Here is a walkthrough of how the TMs work. The states are gradually defined as the Turing machine moves, and then modified when it makes sense to do so. I think that this will be easier to understand than a table.
(divisor 1.0) Accepts if n doesn't divide m, rejects otherwise.
Gets as an input 0111...11822..229␣␣␣␣␣...., where:
- 0 is the left endmarker
- There are (n-1) '1's, and 1 '8'. The 8 signals the end of the '1's.
- Similarly, there are (m-2) '2's and 1 '9'. The 9 signals the end of the '2's.
- The ␣ are empty characters, and the TM has an infinite number of them to the left.
// Excursus: After competing this project, I searched for similar ones, and found one by a William Bernoudy. My finding the nth prime TM had 14 states and 12 symbols, while his had 14 states and only 10 symbols. But if I replace state 0 by state 3, I have one state less! Anyways, from now on no state is state 3. We modify state 2, which refers to it.
The 5 will be cahnged to a 6 once we change the 2 that corresponds to the 8. If there is no such 2, n = m. So we modify state 4 and 5 and create a state 6.
This reads: The initial n=2, after which there are enough 7s to increase n to find divisors of m.
Q: But, how many 7s?
A: Well, a priori at least sqrt(n), but up to n, if you one.
Q: But Nuño, if you put ceil(sqrt(n)) '7's, aren't you offloading some of the calculations to yourself instead of making the machine calculate it?
A: Yes, I am.
Anyways, right now the only state which can accept is state 2, which does so if ¬(n|m) for a given n. Instead of accepting, we want to increase n by 1. We modify state 2, and create 2 new states: state 7 and state 8.
state 2:
- if it reads a 2: write 4, move left, change to state 0.
- if it reads a 9: write 9, move left, change to state 7.
- else: move to the right
state 7:
- if it reads a 6: write 5, move left, keep state.
- if it reads a 4: write 2, move left, keep state.

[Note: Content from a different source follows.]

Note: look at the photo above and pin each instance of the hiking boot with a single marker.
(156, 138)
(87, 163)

- if it reads a 3: write 1, move left, keep state.
- if it reads a 0: write 0, move right, change to state 8.
state 8:
-if it reads an 8: write 1, move right, keep state.
-if it reads a 7: write 8, move right, change to state 3.
- if it reads a 2: ACCEPT. There is no space left, at least one of each pair of divisors has been tried
End.
(Find the nth prime 1.1)
Initial input: 0AA...AA51829␣␣␣...␣␣
It will replace an A by a B each time it finds a prime, so if n-1 is the number of 'A's, it will find the nth prime.
State 9 will change an A to a B. States 10, 11 and 12 initialize n to 2. 12, 13 and 14 move m one step to the right and increase it to m+1. By moving it one step to the right, n is bounded only by m+1.
The states that can accept are state 6 and state 8, and only state 6 can reject.